Pharmaceutical Sciences Seminar: “Drugging RNA with Small Molecules – A Structure-based Approach” | Jennifer Petter | Arrakis

Monday, March 4, 2024
12:00p – 1:00p
Virtual Seminar


“Drugging RNA with Small Molecules – A Structure-based Approach”

Jennifer Petter | Arrakis

RNA structures play a key role in the complex regulatory network that governs RNA function, particularly splicing and translation. These structures are therapeutically compelling targets for the interdiction of RNA function.  Most current therapeutic agents that bind directly to RNA are either antibiotics blocking bacterial ribosome function or oligonucleotides with their attendant pharmaceutical limitations.  We are pursuing small molecules that penetrate membranes and bind to specific mRNAs and pre-mRNAs.

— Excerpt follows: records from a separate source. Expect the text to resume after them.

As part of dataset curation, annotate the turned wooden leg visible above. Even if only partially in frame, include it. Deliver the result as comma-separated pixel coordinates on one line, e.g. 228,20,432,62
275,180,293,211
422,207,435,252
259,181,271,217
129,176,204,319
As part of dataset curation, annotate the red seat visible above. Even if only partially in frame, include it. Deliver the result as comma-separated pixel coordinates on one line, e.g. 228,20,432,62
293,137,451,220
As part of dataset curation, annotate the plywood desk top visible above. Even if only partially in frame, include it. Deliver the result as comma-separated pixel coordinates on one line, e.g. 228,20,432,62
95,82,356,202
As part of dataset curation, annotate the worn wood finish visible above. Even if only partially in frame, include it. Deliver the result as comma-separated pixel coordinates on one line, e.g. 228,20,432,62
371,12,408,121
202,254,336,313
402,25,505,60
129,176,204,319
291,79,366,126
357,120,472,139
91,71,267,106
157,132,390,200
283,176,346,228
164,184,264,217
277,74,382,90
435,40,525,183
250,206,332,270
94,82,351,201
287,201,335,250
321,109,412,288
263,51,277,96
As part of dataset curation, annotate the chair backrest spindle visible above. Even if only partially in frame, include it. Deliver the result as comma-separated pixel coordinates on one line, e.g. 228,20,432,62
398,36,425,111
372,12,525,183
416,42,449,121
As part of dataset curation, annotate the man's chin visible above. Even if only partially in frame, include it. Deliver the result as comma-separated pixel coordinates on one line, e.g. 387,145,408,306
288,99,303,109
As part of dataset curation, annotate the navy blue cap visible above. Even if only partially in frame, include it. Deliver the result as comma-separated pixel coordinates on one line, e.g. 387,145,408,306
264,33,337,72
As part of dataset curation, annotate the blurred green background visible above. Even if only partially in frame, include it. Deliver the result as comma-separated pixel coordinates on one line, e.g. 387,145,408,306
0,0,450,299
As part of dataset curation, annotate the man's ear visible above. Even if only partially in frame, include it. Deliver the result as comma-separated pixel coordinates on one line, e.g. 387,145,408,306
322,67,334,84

This requires that we identify ligandable, functionally essential RNA sub-structures and druglike small molecules that bind to those structures selectively and thereby modulate their function.  This presentation will focus on some of the unique challenges of drugging RNA and offer some solutions to those challenges. Specifically, we will discuss a promising structure in a MYC transcript, the binding mode of small-molecule ligands, the demonstration of target engagement in cells, the mechanisms that yield selectivity, the impact of this binding event on translation, and evidence that the translational outcome can be attributed to RNA binding.